Climate change leaves 21 mln Afghans without access to drinking water
According to the official data, Afghanistan suffered the worst drought in 30 years in 2023, which has severely degraded the quality of drinking water in 30 of the country's provinces
DUBAI, February 5. /TASS/. As many as 21 million people in Afghanistan currently do not have access to clean drinking water due to climate change, a phenomena that has ravaged the country after decades of war, Abdul Salam Haqqani, deputy director of the Environmental Protection Agency of the Islamic Emirate of Afghanistan (the name of the state used by the radical Taliban movement banned in Russia), said.
"[Some] 21 million people in Afghanistan lack access to clean drinking water because of climate change," the Bakhtar news agency quoted him as saying. Haqqani added that climate change is causing "severe damage" to Afghanistan after decades of warfare in the country.

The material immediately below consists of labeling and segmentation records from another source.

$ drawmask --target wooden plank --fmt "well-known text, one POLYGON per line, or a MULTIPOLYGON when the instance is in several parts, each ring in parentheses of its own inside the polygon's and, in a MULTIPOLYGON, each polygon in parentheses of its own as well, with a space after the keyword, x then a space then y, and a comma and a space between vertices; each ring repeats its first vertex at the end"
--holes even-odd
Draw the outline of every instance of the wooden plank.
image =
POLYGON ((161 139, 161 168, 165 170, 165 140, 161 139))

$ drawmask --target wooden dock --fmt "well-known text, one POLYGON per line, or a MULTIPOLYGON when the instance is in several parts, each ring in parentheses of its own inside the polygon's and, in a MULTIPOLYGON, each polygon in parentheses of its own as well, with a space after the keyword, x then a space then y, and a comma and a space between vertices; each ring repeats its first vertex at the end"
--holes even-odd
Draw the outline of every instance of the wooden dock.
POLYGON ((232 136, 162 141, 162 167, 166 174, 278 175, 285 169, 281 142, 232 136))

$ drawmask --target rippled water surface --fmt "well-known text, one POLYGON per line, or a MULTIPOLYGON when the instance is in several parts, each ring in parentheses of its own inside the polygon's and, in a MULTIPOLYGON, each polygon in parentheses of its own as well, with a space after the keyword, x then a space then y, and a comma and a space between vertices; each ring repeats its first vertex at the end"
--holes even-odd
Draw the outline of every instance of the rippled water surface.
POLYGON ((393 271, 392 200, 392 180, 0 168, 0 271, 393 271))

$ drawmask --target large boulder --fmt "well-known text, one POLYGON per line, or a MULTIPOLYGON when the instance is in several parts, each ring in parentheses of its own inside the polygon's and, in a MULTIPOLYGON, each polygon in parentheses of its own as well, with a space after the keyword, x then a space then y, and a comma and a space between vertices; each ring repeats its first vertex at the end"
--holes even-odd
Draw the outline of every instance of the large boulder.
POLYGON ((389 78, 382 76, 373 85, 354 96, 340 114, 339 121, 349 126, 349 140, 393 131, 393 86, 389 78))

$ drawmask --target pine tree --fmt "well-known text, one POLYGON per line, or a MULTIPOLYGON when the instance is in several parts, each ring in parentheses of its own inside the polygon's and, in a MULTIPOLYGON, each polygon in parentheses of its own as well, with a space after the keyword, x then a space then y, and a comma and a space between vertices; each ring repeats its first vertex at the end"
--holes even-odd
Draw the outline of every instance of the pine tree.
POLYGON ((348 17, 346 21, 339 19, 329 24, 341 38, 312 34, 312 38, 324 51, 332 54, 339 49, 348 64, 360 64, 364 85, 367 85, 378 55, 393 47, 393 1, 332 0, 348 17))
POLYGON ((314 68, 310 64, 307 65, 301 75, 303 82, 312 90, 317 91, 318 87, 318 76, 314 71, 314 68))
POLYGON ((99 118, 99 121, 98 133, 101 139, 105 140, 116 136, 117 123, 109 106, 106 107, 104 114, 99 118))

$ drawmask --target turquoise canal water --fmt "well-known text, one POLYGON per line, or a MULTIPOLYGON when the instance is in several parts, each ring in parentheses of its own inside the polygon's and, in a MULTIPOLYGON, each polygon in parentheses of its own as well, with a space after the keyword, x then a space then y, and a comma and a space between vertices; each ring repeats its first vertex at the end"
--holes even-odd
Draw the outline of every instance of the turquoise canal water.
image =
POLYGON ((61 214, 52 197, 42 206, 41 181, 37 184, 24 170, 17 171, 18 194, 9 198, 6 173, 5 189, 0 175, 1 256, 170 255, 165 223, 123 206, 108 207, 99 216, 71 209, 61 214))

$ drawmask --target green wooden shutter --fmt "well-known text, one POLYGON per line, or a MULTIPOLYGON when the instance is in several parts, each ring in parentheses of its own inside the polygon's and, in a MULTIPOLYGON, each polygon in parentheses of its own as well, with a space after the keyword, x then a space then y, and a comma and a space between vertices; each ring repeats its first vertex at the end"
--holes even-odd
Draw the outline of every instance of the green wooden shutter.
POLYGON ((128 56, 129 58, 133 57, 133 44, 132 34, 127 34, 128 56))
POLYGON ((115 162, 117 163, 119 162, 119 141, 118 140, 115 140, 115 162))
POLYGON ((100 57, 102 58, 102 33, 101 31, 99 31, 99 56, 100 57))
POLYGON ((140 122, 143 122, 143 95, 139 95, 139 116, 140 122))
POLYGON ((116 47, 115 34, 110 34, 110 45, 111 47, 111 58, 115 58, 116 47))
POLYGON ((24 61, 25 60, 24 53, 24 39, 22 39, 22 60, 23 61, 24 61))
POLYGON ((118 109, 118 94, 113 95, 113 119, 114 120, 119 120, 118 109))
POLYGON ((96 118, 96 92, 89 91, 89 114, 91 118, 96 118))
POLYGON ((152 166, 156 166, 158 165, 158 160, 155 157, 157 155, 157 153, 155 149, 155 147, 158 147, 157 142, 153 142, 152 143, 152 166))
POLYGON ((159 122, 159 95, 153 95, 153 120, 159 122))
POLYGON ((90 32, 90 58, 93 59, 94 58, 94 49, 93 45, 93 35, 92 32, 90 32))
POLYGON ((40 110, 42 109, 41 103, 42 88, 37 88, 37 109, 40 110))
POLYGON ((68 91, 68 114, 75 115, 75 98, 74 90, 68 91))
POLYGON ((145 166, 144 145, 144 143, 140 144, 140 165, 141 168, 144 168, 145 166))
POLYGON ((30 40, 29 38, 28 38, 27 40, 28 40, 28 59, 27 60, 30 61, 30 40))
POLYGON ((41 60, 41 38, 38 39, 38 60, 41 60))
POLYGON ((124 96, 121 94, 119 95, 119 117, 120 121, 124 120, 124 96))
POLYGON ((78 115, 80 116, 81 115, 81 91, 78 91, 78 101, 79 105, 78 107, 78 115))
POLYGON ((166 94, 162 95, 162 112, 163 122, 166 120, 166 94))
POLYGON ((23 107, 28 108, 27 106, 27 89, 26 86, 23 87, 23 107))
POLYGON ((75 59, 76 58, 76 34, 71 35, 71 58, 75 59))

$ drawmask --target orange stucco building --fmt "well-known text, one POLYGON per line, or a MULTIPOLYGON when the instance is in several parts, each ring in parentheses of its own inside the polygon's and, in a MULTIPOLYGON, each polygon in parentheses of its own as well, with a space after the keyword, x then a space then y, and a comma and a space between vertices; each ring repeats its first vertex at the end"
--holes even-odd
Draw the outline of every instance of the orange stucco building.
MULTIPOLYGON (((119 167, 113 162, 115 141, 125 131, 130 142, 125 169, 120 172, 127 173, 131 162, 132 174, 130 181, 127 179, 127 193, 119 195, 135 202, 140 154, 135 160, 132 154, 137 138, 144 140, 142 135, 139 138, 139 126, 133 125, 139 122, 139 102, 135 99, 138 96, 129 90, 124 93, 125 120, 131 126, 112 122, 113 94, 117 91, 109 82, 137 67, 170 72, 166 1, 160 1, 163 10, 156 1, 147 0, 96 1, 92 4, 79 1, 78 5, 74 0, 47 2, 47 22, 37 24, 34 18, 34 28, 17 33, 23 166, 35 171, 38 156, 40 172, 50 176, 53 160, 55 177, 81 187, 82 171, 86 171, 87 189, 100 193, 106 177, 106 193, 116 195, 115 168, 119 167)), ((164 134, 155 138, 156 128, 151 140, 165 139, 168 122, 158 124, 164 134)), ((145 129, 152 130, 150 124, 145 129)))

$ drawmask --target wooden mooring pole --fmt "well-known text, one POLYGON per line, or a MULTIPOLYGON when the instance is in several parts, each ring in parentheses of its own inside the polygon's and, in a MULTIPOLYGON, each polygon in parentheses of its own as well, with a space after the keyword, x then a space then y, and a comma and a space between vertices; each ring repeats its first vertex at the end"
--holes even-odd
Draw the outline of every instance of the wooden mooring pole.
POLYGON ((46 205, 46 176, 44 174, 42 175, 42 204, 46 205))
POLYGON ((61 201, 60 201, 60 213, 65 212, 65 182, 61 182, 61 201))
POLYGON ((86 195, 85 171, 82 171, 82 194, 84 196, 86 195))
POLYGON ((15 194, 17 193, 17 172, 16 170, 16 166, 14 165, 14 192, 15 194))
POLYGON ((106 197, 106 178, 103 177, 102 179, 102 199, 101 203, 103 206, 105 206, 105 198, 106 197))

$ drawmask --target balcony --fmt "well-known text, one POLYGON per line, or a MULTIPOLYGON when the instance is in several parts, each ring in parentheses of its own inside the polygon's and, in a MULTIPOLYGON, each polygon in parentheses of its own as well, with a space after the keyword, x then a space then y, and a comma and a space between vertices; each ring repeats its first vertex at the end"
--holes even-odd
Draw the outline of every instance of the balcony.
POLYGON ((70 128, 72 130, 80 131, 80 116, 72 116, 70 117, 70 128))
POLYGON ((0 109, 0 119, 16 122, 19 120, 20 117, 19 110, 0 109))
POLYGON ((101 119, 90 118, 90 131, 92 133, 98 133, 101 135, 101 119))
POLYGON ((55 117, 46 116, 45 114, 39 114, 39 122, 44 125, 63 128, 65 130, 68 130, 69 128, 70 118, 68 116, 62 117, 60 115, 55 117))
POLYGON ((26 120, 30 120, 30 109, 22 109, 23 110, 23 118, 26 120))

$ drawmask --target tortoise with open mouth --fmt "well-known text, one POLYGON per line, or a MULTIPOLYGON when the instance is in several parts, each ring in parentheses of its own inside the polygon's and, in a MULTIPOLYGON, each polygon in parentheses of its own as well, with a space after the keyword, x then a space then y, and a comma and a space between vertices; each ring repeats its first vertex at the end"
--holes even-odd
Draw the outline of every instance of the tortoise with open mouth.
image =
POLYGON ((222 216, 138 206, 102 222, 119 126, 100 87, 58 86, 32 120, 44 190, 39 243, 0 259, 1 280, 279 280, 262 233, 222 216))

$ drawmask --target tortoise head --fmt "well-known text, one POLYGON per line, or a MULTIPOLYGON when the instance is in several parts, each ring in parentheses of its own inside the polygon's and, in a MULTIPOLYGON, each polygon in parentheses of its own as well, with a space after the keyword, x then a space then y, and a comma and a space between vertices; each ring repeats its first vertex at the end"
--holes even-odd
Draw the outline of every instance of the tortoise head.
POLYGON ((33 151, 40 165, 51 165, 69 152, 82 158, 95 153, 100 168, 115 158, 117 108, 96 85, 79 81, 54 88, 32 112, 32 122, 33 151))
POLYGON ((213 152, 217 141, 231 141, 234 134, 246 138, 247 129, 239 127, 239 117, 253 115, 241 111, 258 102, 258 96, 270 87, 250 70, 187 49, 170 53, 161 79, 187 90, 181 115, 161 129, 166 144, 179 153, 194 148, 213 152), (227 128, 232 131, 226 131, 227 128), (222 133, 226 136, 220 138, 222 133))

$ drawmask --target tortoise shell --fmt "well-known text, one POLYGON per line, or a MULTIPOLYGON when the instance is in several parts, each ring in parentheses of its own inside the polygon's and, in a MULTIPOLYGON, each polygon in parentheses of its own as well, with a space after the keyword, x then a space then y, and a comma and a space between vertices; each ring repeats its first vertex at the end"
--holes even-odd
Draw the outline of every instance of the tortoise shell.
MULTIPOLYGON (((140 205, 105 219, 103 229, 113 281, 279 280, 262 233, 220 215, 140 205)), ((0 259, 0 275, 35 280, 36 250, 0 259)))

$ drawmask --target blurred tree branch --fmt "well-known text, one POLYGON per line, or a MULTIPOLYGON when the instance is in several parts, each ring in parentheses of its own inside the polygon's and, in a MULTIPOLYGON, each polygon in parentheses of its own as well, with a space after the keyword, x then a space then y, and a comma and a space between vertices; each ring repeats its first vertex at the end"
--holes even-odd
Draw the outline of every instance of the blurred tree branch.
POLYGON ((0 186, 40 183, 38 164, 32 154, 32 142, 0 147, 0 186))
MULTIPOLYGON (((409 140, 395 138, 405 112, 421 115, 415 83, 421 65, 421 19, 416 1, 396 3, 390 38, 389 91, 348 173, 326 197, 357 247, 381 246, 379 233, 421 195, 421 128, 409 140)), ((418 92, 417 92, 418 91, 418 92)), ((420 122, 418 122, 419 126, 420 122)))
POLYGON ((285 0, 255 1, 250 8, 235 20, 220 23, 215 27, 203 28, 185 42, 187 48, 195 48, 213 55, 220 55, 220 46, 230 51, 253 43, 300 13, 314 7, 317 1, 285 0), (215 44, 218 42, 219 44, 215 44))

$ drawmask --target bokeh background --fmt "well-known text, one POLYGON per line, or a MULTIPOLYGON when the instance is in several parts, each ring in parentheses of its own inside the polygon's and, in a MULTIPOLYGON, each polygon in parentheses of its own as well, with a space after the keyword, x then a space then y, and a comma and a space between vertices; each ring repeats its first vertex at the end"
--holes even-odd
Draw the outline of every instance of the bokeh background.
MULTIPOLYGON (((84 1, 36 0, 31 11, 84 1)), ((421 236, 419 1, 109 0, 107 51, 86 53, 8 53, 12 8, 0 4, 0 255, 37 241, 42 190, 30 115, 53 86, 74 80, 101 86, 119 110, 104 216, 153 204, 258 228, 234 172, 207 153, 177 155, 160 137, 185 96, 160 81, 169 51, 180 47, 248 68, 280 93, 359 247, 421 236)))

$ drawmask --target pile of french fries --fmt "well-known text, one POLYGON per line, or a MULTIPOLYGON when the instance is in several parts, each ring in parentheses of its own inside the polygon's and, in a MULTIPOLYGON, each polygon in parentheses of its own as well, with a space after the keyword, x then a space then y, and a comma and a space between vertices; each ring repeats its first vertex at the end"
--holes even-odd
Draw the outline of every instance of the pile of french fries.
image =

According to the UN Office for the Coordination of Humanitarian Affairs (OCHA), lack of drinking water is one of the obvious consequences of climate change in Afghanistan. According to the OCHA, Afghanistan suffered the worst drought in 30 years in 2023, which has severely degraded the quality of drinking water in 30 of the country's provinces, putting the majority of Afghans at risk of various diseases. Due to the prolonged drought, 42% of the country's water resources have dried up, while 75% of the land in the northern, western and southern regions is turning into desert, jeopardizing Afghanistan's food security.
Last December, in a report on desertification, UN experts named Afghanistan, Mainland Southeast Asia, Equatorial Africa and some regions of South and Central Asia as the most vulnerable to droughts.